Śmigłowce na pokaz i żołnierz przyszłości prosto z Francji
Na MSPO prawdziwą ucztę będą mieli również miłośnicy lotnictwa, a dokładniej lotnictwa śmigłowcowego. Na kieleckiej imprezie pokazane zostaną bowiem wszystkie typy maszyn walczących o kontrakt na 70 śmigłowców wsparcia bojowego i zabezpieczenia, a więc AgustaWestland AW149, EC725 Caracal i S-70i Sikorsky Black Hawk. Jakby tego było mało, podczas MSPO 2014 po raz pierwszy w Polsce zaprezentowana zostanie najnowsza wersja śmigłowca Tiger w wersji HAD, w którą w najbliższych latach wyposażana będzie francuska armia. Jego producent, Airbus Helicopter, nawet nie ukrywa, że Tiger będzie zgłoszony do przetargu na nowe śmigłowce uderzeniowe dla polskiej armii (mające zastąpić Mi-24 W i Mi-24 D).
Niewątpliwą atrakcją tegorocznych targów będzie francuska wystawa narodowa. Trójkolorowi, których przemysł zbrojeniowy zaliczany jest do najsilniejszych na świecie, a który intensywnie zabiega praktycznie o większość ogłoszonych w ramach PMT programów operacyjnych, pojawią się w najmocniejszej obsadzie.

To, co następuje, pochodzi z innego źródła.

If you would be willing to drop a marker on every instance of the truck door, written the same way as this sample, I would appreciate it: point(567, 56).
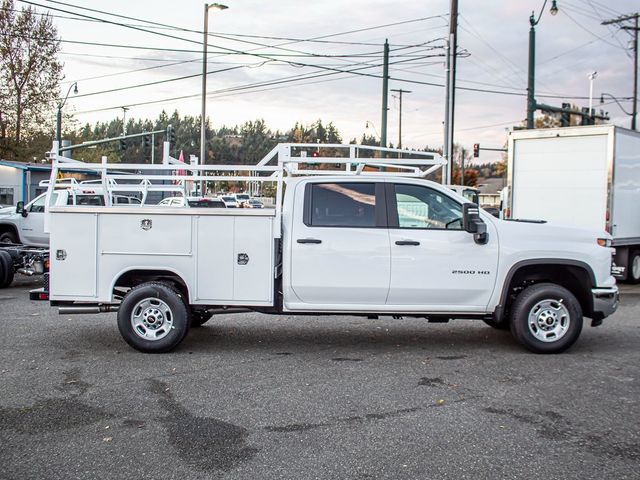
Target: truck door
point(32, 226)
point(434, 263)
point(339, 244)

Na targach będzie można zobaczyć sporo uzbrojenia i sprzętu wojskowego nieprezentowanego dotąd w naszym kraju. Przykładem może być pełen, wdrożony już do służby, system nowego, francuskiego żołnierza przyszłości.
Polskie atrakcje
MSPO, z całym szacunkiem dla potencjału i osiągnięć zagranicznej zbrojeniówki, to jednak przede wszystkim polska, narodowa wystawa i każdy, kto chce przekonać się na własne oczy, nad czym pracują inżynierowie z polskich firm obronnych, nie może jej przegapić. Choć praktycznie każda polska firma, która zaprezentuje się na kieleckich targach, pojawi się z jakąś nowością, to z „arcyważnych” narodowych premier na pewno wymienić trzeba prototyp Kryla, czyli nową armatohaubicę na podwoziu kołowym, nad którą pracują specjaliści z Huty Stalowa Wola, Mantę – czyli nowy bezzałogowiec pionowego startu i lądowania, nad którym pracę finalizują inżynierowie z Flytronica, oraz amfibię Wydra z AMZ Kutno.
Jeśli chodzi o polskie stoiska, to na pewno warto odwiedzić również wystawę nowego narodowego holdingu obronnego – Polskiej Grupy Zbrojeniowej, która debiutuje na MSPO. Osobiście jestem bardzo ciekaw, jak zaprezentuje się PGZ, która aspiruje nie tylko do wiodącej roli w kraju, ale również (a może przede wszystkim) do tego, aby odgrywać znaczącą rolę na światowych rynkach. Bo cokolwiek mówić o Polskim Holdingu Obronnym i jego skuteczności handlowej, to na kieleckich targach zawsze prezentowali się znakomicie.
A więc MSPO 2014 zaczynamy. Kto może przyjść – przyjechać – przylecieć, ma czas do czwartku!